Sunday, September 02, 2007

The Silver Spike, by Glen Cook

The Silver Spike
Glen Cook
Tor: 1989

When the Dominator was destroyed and Croaker left with Lady and the tattered remains of the Black Company and went south to bring the Annals back to Khatovar, some stayed behind. Raven, Case, Darling, and Silent remained in the north. Darling and Silent went East. Raven, after failing Darling one too many times, was no longer welcome around Darling until he pulled his life back together. Raven and Case stayed in the area, then traveled a little to the south.

After The White Rose Glen Cook followed The Black Company with Shadow Games, but around the same time he published Shadow Games he also published The Silver Spike. The Silver Spike is not part of the Black Company series proper, being a bit of an offshoot. It tells the story of those left behind. The Silver Spike lets the reader know that while Croaker and Lady are journeying south the world up north has not stopped and simply killing (again) The Dominator and driving the spike into the tree does not stop the evil.

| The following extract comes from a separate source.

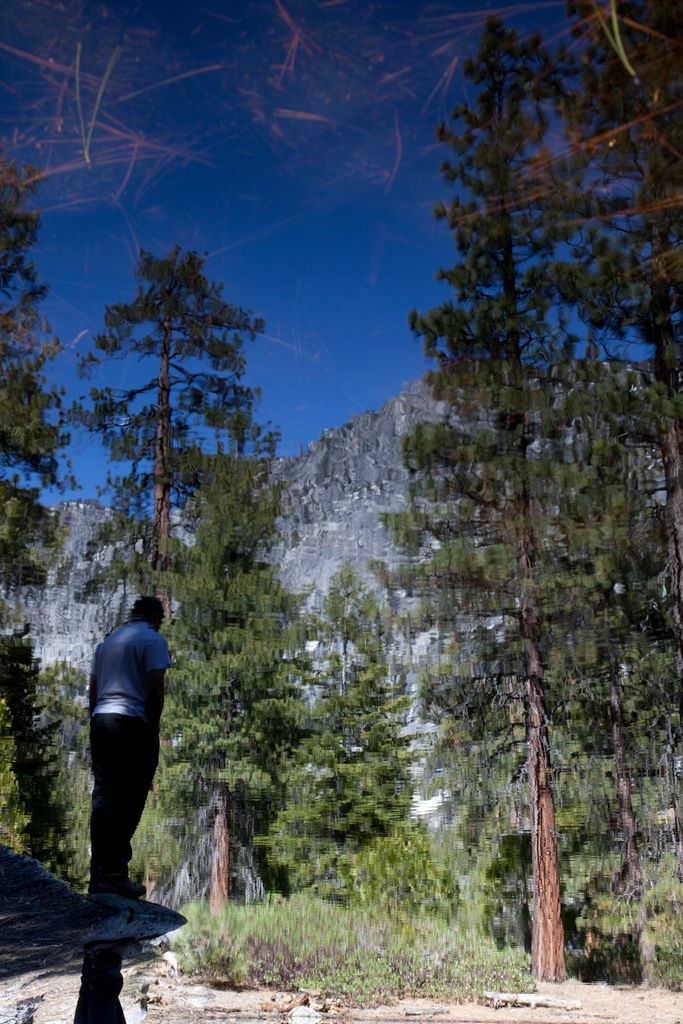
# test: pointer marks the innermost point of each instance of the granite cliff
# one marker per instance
(336, 493)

Cook weaves two storylines together, as usual. First, and most obvious, is that of Raven and Case. Case narrates. Case states early on that Raven wanted him to keep a journal. Clearly, Glen Cook is following the journal / Annalist format of the other Black Company novels and is keeping things consistent. Will Raven follow Darling? Will he ever figure things out? Will Case leave Raven? What is the Dark Evil of this novel? Cook gets to it in his own time and through the other storyline. Smeds and Tully figure out how to make a big score. They'll take the silver spike of the title and sell it to the highest bidder. Simple. Except in the taking of the spike somehow The Limper is freed and everybody is looking for Smeds, Tully, Old Man Fish, and Timmy (they got partners). Eventually the storylines meet up and eventually Raven is reunited with Darling, though it is not the reunion he might have hoped for, and eventually Glen Cook builds to a great big battle against a Great Big Evil.

Somehow this all seems so much less important than the battles Croaker and the Black Company are going through down south. Yes, this is an offshoot novel, a side story, and yes there is a Great Big Evil, a crazed Limper, and the return of Toadkiller Dog. Old Man Fish is a very enigmatic character and Case's story is fine. Glen Cook tells, as usual, a straightforward story. Even though the reader does not quite know everything that is going on there are not big mysteries throughout the novel (other than what happens next). Cook does not engage in narrative trickery or obfuscate the story like Steven Erikson does by hinting at things and never explaining them. Cook tells his story and gets it done with. The issue here is that the story, or perhaps just the storytelling, was not as accomplished as it is in other Black Company novels. While the Black Company reader may wonder what ever happened to Raven, Silent, and Darling while Croaker and the Company are moving towards Khatovar, Cook reveals too much. Perhaps this is a story that did not need to be told and while Cook did the best he could with it, the best work follows the Black Company itself.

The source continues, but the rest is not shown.